Putin tells foreign investors that Russia can withstand the global economic crisis, since "We have taken into account potential threats while building financial and economic policies...We can to a great extent fund economic growth from our internal resources." Infusing the economy with an extra $7.6 billion) from the Deposit Insurance Agency won't hurt, either. Meanwhile, an American magazine tabulates the losses of Russian billionaires, many of whom are now turning to the Kremlin for help. The crisis seems to have spared the average Russian, while encouraging elites of the need for greater state assistance.
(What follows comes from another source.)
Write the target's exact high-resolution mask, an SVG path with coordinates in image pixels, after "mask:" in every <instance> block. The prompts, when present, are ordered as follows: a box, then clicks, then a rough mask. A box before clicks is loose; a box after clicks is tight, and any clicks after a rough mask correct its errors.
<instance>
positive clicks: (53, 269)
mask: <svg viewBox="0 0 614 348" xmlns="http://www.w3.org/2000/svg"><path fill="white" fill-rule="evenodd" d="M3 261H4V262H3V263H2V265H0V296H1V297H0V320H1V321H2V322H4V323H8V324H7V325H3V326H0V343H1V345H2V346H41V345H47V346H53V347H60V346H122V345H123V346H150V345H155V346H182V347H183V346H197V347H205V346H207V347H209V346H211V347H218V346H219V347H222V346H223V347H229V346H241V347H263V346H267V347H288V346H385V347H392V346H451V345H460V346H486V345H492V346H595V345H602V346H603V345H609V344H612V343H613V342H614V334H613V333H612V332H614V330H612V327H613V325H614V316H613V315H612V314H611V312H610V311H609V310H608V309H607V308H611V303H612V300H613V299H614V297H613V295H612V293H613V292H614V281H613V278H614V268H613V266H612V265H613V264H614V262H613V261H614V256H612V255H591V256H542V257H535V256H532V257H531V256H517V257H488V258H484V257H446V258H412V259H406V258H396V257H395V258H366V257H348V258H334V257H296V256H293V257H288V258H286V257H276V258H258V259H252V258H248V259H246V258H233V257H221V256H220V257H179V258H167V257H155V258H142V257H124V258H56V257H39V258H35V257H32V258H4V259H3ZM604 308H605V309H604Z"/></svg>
The U.S. Assistant Secretary of State says Russia hasn't met its cease fire obligations in Georgia, although "They're in compliance with some of it." (At least Russia has Nicaragua's support, though, in recognizing the annexation of South Ossetia and Abkhazia.) In other Georgia news, Saakashvili's political opponents are calling for mass protests next month, while an investigation by the Dutch government concludes that a Russian cluster bomb killed a Dutch journalist in Georgia in August.

Oh, sweet irony: the 1986 nuclear disarmament summit in Reykjavik may have led to the 1991 August coup against Gorbachev, but now Russia gets to be Iceland's economic savior. For some, the bailout package suggests a new world order in which "the Kremlin wants to state its capacity to act unilaterally, challenging the U.S. hegemony and eventually proving the existence of a multipolar world." This cuts both ways, though: due in part to tension caused by the Georgia crisis, the Russian navy may be eased out of its digs in Sevastopol, on Ukraine's Crimean peninsula, where it has been stationed since the 18th Century. (Which is longer than the country's Communist Party, which is seeking handouts.) Meanwhile, a new study suggests few Russians use the Internet, while many Russian athletes seem to enjoy doping.

But lest you have firm opinions, Russia may help broker a Middle East peace deal. If this suggests a mixed Russian message to the world, Europe's message to Russia these days is pretty garbled, too. American neocons, for their part, are pretty easy to read.